This holiday season, PJP editors asked formerly incarcerated writers how the holidays have changed for them since they left prison. Read the other perspectives here.
Before incarceration, holidays were filled with intense anxiety and unfulfilled desires due to family dysfunction. We all put on a brave face and tried to fake it to make it through the season. But nothing could keep the arguments and resentment at bay.
During the course of my 20 years in and out of prison, however, I developed a healthy idea of what family looks like. Inside, around the holidays, all ill feelings and discontent were set aside to navigate a meal. Everyone would pitch in and make a plate to share with others; we would congregate at the end of the night to break bread together.

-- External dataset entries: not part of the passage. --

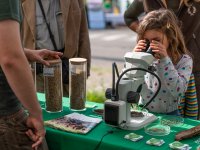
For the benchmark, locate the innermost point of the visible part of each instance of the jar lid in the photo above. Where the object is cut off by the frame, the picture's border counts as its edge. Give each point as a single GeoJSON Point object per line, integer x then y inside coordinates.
{"type": "Point", "coordinates": [54, 61]}
{"type": "Point", "coordinates": [77, 60]}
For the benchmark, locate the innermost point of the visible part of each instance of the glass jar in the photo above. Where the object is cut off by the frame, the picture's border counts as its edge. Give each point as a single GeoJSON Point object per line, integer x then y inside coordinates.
{"type": "Point", "coordinates": [77, 83]}
{"type": "Point", "coordinates": [33, 71]}
{"type": "Point", "coordinates": [53, 85]}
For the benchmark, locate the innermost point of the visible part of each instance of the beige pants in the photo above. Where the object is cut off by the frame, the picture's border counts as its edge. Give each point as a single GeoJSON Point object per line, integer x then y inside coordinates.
{"type": "Point", "coordinates": [12, 133]}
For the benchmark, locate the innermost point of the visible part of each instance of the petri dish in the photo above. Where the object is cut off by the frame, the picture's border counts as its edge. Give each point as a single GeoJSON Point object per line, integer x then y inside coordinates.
{"type": "Point", "coordinates": [172, 120]}
{"type": "Point", "coordinates": [156, 129]}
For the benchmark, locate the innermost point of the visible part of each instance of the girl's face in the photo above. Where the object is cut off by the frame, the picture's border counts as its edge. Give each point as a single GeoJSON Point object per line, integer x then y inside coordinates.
{"type": "Point", "coordinates": [158, 36]}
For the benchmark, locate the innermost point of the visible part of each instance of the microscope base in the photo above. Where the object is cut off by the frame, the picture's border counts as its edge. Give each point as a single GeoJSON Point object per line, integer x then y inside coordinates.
{"type": "Point", "coordinates": [139, 122]}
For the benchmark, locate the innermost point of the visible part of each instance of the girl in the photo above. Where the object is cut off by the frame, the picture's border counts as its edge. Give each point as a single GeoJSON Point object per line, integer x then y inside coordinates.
{"type": "Point", "coordinates": [172, 61]}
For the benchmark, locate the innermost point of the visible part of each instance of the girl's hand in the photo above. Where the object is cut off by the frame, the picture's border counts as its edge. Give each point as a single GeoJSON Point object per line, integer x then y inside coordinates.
{"type": "Point", "coordinates": [159, 49]}
{"type": "Point", "coordinates": [140, 46]}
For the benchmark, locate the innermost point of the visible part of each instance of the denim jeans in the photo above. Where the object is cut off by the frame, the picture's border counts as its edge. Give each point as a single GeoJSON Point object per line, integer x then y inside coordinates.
{"type": "Point", "coordinates": [12, 133]}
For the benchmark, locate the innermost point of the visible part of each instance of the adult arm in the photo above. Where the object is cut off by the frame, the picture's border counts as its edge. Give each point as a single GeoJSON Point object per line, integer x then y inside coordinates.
{"type": "Point", "coordinates": [131, 15]}
{"type": "Point", "coordinates": [41, 55]}
{"type": "Point", "coordinates": [84, 41]}
{"type": "Point", "coordinates": [17, 71]}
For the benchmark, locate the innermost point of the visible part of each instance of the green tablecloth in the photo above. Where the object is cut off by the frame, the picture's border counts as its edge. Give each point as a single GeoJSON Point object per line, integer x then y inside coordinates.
{"type": "Point", "coordinates": [59, 140]}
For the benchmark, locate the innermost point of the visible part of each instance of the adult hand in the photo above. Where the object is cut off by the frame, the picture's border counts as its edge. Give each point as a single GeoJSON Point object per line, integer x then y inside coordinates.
{"type": "Point", "coordinates": [159, 49]}
{"type": "Point", "coordinates": [41, 55]}
{"type": "Point", "coordinates": [36, 132]}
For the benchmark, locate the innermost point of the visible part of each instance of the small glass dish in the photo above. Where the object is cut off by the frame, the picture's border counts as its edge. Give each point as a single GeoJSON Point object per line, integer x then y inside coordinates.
{"type": "Point", "coordinates": [171, 120]}
{"type": "Point", "coordinates": [156, 129]}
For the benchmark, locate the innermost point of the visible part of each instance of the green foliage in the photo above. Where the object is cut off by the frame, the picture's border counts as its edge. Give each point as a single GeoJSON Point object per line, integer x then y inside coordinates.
{"type": "Point", "coordinates": [96, 96]}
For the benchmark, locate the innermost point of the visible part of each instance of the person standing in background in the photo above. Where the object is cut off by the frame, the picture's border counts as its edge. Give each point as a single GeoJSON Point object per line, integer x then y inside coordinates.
{"type": "Point", "coordinates": [68, 24]}
{"type": "Point", "coordinates": [188, 13]}
{"type": "Point", "coordinates": [18, 130]}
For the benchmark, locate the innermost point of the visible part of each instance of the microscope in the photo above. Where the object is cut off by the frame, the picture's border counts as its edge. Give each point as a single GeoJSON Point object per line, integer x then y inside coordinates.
{"type": "Point", "coordinates": [117, 107]}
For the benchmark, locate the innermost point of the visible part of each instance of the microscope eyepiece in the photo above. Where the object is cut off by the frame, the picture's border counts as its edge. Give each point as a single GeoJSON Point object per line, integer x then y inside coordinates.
{"type": "Point", "coordinates": [148, 48]}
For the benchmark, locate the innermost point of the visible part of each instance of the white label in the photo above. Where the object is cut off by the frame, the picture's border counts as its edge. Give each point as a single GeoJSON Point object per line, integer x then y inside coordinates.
{"type": "Point", "coordinates": [48, 72]}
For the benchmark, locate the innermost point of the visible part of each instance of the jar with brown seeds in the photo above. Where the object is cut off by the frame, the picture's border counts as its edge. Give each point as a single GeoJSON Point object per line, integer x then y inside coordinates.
{"type": "Point", "coordinates": [53, 85]}
{"type": "Point", "coordinates": [77, 83]}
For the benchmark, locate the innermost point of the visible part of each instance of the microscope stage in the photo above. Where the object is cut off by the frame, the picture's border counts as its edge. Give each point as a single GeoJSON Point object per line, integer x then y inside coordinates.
{"type": "Point", "coordinates": [137, 123]}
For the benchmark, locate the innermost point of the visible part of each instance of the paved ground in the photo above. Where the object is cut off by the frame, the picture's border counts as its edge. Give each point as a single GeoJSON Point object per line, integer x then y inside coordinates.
{"type": "Point", "coordinates": [108, 46]}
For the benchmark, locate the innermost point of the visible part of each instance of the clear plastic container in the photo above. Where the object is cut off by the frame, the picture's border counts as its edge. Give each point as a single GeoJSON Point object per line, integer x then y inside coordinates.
{"type": "Point", "coordinates": [53, 85]}
{"type": "Point", "coordinates": [157, 129]}
{"type": "Point", "coordinates": [172, 120]}
{"type": "Point", "coordinates": [77, 83]}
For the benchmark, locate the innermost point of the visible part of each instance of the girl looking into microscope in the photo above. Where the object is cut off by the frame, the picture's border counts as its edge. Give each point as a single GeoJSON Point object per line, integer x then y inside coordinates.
{"type": "Point", "coordinates": [173, 62]}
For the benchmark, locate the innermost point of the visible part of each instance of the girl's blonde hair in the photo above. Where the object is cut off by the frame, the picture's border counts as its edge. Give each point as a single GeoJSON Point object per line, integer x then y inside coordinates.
{"type": "Point", "coordinates": [165, 21]}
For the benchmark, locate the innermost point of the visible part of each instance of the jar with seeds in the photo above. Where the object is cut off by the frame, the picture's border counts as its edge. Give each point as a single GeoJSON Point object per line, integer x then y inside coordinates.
{"type": "Point", "coordinates": [33, 71]}
{"type": "Point", "coordinates": [77, 83]}
{"type": "Point", "coordinates": [53, 85]}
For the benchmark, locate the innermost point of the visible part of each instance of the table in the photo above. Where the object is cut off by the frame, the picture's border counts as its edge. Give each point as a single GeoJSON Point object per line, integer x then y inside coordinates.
{"type": "Point", "coordinates": [59, 140]}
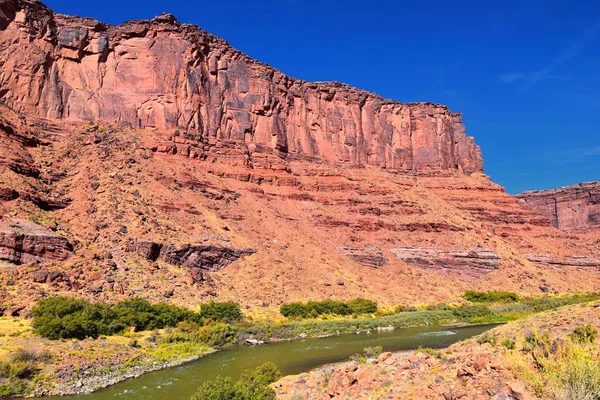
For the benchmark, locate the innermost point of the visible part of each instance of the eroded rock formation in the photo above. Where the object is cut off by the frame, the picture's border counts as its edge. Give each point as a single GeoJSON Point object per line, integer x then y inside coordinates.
{"type": "Point", "coordinates": [196, 258]}
{"type": "Point", "coordinates": [166, 75]}
{"type": "Point", "coordinates": [569, 208]}
{"type": "Point", "coordinates": [467, 263]}
{"type": "Point", "coordinates": [24, 242]}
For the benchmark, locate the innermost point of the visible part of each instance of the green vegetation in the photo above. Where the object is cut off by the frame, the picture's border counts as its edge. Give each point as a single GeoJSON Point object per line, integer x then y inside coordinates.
{"type": "Point", "coordinates": [253, 385]}
{"type": "Point", "coordinates": [23, 366]}
{"type": "Point", "coordinates": [315, 327]}
{"type": "Point", "coordinates": [509, 344]}
{"type": "Point", "coordinates": [66, 318]}
{"type": "Point", "coordinates": [584, 334]}
{"type": "Point", "coordinates": [428, 350]}
{"type": "Point", "coordinates": [563, 369]}
{"type": "Point", "coordinates": [487, 337]}
{"type": "Point", "coordinates": [362, 306]}
{"type": "Point", "coordinates": [490, 297]}
{"type": "Point", "coordinates": [368, 352]}
{"type": "Point", "coordinates": [313, 309]}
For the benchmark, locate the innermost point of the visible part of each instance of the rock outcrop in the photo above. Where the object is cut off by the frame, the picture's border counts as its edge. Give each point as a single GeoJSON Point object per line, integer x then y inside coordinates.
{"type": "Point", "coordinates": [467, 263]}
{"type": "Point", "coordinates": [569, 208]}
{"type": "Point", "coordinates": [23, 242]}
{"type": "Point", "coordinates": [196, 258]}
{"type": "Point", "coordinates": [170, 76]}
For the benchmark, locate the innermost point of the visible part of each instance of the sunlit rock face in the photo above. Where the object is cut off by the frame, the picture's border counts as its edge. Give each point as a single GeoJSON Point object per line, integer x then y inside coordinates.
{"type": "Point", "coordinates": [166, 75]}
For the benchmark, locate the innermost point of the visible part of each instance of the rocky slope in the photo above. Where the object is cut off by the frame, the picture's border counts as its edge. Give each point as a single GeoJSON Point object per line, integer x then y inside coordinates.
{"type": "Point", "coordinates": [569, 208]}
{"type": "Point", "coordinates": [179, 169]}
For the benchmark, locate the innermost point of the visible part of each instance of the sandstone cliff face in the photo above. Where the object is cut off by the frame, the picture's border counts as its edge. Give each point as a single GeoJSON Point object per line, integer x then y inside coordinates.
{"type": "Point", "coordinates": [569, 208]}
{"type": "Point", "coordinates": [165, 75]}
{"type": "Point", "coordinates": [27, 242]}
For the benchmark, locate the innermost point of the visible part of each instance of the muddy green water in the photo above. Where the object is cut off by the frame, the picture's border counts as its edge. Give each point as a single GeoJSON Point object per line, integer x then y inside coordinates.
{"type": "Point", "coordinates": [291, 357]}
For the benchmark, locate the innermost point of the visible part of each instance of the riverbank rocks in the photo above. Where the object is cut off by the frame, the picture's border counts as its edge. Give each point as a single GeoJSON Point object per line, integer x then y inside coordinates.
{"type": "Point", "coordinates": [23, 242]}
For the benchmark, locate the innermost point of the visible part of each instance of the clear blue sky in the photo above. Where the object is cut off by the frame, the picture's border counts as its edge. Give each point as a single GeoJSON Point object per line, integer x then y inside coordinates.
{"type": "Point", "coordinates": [525, 74]}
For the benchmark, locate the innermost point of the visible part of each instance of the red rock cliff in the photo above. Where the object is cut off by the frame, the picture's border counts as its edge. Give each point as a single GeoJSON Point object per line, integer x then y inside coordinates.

This routine happened no matter what. We ate, talked, laughed and reminisced on past events and traditions with our families. It was good to practice love and share memories, to come together despite our disagreements. (To be sure, this was an exception to the normal political drama that dominated daily prison life.)
Now that I am out, I wonder what the holidays will look like. This year, I am traveling to see family to grieve the death of my stepdad and mother, who passed away in 2009 and 2019, respectively, and to collect my mother’s ashes.
I do not know whether future holidays will hold the same camaraderie of love that I experienced with prison celebrations. As I think back on those years, and reflect on those to come, I can say that I miss my incarcerated fellows, and I wish they were here with me.